Personality, Identity, and Pathology

Figuring out how to write this has been incredibly difficult for me. I felt like I was on the cusp of a breakthrough but sorting through how to talk about this requires sifting through mountains of traumatic experiences and mistakes I have made. 

See, I’m someone who is active in neurodivergent activist communities but I have severe trauma related to the diagnosis of borderline personality disorder. As in the concept of it is a trigger for me. I get sent into a panic when the idea of its diagnosis gets brought up. If someone even insinuated I have it I would have a meltdown. I obsessed over it to the point of it damaging my relationships as well as my own functioning. Every time I would see someone talk about the symptoms I would find myself picking it apart trying to understand how I could have been diagnosed with it.
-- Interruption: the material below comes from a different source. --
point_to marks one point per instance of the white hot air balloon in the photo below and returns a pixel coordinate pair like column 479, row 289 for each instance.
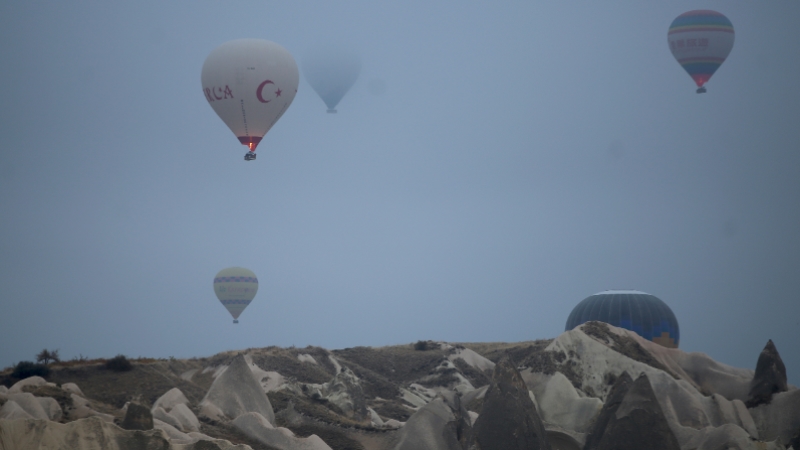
column 250, row 83
column 235, row 288
column 331, row 72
Because it doesn’t fit. 

In all honesty this still happens I’m just better at ignoring and challenging it. Frankly it’s incredibly exhausting and annoying. But also my response to this trigger has caused some serious splash damage against people who do feel like the term fits their experience. I tried to juggle addressing the stigma against borderline while also crying out about the harm it did to me. There’s a lot of valid criticism about its history, its framing of symptoms, and how it is regarded within the psych system. I still believe that the diagnosis is used to discredit and abuse people and I still believe that pathologizing people’s personalities is harmful. But I have had trouble talking about this without hurting someone who has been helped by the term “borderline”.

How do we create a cohesive movement and community that deconstructs the harm caused by pathologization without invalidating people? One reason that terminology is so important to me is that I know how much it can help people understand and talk about what they are going through. It helps people not feel alone and giving people language for experiences is invaluable. I myself strongly associate with PTSD, ADHD, and bipolar. I also recently opened up about being on the autistic spectrum. Yet I have been tearing apart a label that others use for the same reasons I use my own labels. 

The main problem is that we are using medicalized terminology created from a corrupt and grossly privileged group of people. When it comes to trauma and stress disorders their bias becomes obscenely clear. These disorders ended up being gendered and racialized and separated into arbitrary categories of symptoms based off of stereotypes instead of science.  What is considered a symptom itself is also arbitrary and up to individual, biased, practitioners. And honestly when they label something as a disorder of personality I don’t see how we could possibly separate the term from it’s attached stigma and I support. I believe we should advocate to stop calling borderline a personality disorder. Regardless, it’s not for anyone to decide for anyone else if a term makes sense for them. 

I have never been opposed to people claiming labels and identities for themselves, but I haven’t always been clear about who my critiques are directed towards. It has ALWAYS been the DSM and the field of psychiatry. At times I have refuted that BPD is even a real concept. While it was meant as a stance of skepticism of the legitimacy of the DSM and a challenge of the authority of the American Psychiatric Association, these statements absent of proper context have perpetuated stigma. It came from a place of hurt and fear, but it was still harmful.

People use these terms because it’s the language that we have, even if it has a complicated history and a lot of stigma attached to it. One way I am learning to reframe it to make peace with myself is by thinking of it as a personality adaptation to trauma (thank you to Emily Titon for giving me this perspective). It feels less stigmatizing and it’s easier for me to understand that it’s not an insult to someone’s character. It eases my panic response to it. 

Our community/movement needs to center defending each other from stigma and neurobigotry and we can’t do that if we are throwing each other under the bus. I shouldn’t talk over other people in their attempt to find words for their experiences. The goal of abolition for me is to take down hierarchies and to fight for and protect everyone’s right to self-determination and agency. That requires validating one another and respecting the language people choose to use for themselves.